4. Deelt het college, met de SGP, de mening dat de aanwezigheid van een verkoopwagen op woensdagen op het Scheldeplein meer reuring brengt in de binnenstad en dat dit ook goed is voor de ondernemers in de (directe) omgeving van het Scheldeplein?
antwoord: nee, zie hiervoor.
5. Is de Gemeente Vlissingen bereid om de afwijzing van deze aanvraag voor een standplaatsvergunning te heroverwegen?
antwoord: nee. In de eerdere aanvraag van de ondernemer voor het toestaan van een detailhandel-ondersteunende standplaatsen hebben wij afgewezen. In die aanvraag hebben wij geen individuele of algemene argumenten aangetroffen die een afwijking van het beleid kunnen rechtvaardigen. Het maken van een beleidskeuze vraagt overigens om een bredere blik dan alleen de behartiging van een individueel belang. Uiteraard is daarvoor, naast een eigen afweging ook samenspraak met andere belanghebbenden, zoals de Vlissingse Ondernemerscentrale [VOC], nodig.
Wij vertrouwen er op u hiermee voldoende te hebben ingelicht.
Hoogachtend,
burgemeester en wethouders van Vlissingen,
de secretaris, de burgemeester,
mr. drs. ing.

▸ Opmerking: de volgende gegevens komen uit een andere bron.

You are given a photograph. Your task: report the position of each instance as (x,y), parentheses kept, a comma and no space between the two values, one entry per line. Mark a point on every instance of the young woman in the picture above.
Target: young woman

M. van Vliet drs. A.R.B. van den Tillaar
Behandeld door C.M. Luteijn
Naar onze mening is het niet aan het gemeentebestuur om te bepalen hoe en op welk gebied ondernemers concurrent-collega’s van elkaar kunnen zijn. Ondernemerschap en reuring in binnenstad horen te worden gefaciliteerd, niet tegengewerkt!